Aims Chest pain in children is a common presentation in the ED. It is known that chest pain in children, in comparison to adults, is less likely to represent a cardiovascular origin. Electrocardiographs (ECGs) are a relatively cheap and fast investigation, and can reveal cardiac causes of chest pain through appropriate interpretation. We aim to determine the likely causes of chest pain presenting to our Children’s ED and analyse the use of ECG in these cases.
Methods We retrospectively analysed the use of ECGs in children presenting with chest pain over the preceding year.
Results The Children’s ED had 30,000 attendances over the preceding year; 345 attendances presented with chest pain. The commonest age ranges to present were 15–16 year olds, followed by 10–11 year olds; there were slightly more male than female patients attending with chest pain.

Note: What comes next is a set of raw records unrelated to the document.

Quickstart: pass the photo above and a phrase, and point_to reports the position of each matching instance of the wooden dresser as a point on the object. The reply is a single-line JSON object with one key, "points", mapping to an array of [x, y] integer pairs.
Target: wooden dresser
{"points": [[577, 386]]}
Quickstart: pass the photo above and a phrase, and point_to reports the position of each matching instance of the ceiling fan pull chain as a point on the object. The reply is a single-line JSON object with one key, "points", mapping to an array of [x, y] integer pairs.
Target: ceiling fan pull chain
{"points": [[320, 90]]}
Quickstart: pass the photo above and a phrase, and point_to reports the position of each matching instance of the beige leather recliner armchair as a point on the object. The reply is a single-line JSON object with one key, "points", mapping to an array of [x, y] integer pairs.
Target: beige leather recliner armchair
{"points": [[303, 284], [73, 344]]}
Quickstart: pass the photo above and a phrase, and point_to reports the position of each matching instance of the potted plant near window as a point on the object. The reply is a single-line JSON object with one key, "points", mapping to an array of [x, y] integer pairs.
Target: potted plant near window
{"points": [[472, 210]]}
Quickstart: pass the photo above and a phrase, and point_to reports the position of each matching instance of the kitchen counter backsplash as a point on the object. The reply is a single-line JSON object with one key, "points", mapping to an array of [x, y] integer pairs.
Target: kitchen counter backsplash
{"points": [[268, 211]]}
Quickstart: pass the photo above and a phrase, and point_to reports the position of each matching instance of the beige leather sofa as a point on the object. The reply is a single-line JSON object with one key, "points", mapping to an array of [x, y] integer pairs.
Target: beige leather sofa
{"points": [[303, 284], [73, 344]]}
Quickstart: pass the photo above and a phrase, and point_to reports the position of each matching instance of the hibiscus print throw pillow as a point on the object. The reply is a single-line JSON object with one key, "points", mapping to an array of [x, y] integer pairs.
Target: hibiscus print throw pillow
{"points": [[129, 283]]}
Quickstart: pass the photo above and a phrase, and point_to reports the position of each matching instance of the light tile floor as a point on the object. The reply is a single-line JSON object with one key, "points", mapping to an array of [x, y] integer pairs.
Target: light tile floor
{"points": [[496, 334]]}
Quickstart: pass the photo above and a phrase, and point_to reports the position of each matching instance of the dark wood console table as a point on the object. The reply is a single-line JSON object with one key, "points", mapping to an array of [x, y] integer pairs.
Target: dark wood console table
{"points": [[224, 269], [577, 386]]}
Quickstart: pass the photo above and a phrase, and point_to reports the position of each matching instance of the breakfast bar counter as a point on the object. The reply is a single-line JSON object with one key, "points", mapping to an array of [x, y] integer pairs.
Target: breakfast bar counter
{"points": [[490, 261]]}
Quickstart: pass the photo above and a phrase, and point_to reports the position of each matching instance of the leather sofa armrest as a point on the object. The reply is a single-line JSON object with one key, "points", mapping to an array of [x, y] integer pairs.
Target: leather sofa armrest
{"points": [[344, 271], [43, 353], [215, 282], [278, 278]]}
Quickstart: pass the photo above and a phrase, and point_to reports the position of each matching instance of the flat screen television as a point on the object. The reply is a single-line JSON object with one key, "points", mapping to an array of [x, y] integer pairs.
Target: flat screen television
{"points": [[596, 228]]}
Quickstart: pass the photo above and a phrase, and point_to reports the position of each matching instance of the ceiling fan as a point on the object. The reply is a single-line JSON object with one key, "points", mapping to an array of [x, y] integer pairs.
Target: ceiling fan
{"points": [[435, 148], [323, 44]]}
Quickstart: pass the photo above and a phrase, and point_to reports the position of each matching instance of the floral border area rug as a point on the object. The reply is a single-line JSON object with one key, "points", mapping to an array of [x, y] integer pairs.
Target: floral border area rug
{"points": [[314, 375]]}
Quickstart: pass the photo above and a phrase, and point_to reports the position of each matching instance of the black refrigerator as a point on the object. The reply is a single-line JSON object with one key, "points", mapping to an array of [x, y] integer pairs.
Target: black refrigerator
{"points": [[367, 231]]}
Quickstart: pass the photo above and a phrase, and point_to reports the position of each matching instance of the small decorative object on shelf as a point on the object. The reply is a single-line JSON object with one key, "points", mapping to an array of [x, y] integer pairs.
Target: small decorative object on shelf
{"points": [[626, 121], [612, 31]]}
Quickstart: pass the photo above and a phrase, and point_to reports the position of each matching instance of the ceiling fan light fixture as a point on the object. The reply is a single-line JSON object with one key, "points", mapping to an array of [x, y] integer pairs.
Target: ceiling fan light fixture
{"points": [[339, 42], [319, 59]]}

The most likely final diagnosis recorded was musculoskeletal; a cardiovascular diagnosis was found in only 1% of patients presenting with chest pain.
In our cohort, 51% of patients had an ECG performed during their attendance. Patients with cardiovascular, psychiatric and musculoskeletal diagnoses were most likely to have an ECG performed. Further analysis reveals that the majority of ECGs were normal (97%); the remainder reveal changes that could attribute to chest pain.
Conclusion In conclusion, our retrospective analysis reveals that although chest pain in children is common, it is unlikely to represent cardiac disease. However, ECG is utilised in over half of our cohort, with the majority of patients not revealing any abnormalities suggestive of cardiac origins for chest pain. Indeed, ECG is a good screening tool to rule out ischaemic changes and arrhythmias leading to chest pain.
To continue this study further, we aim to to review chest pain attendances over the preceding 5 years, not only identifying abnormal ECGs, but also to review if appropriate interpretation and subsequent management is being performed in ED.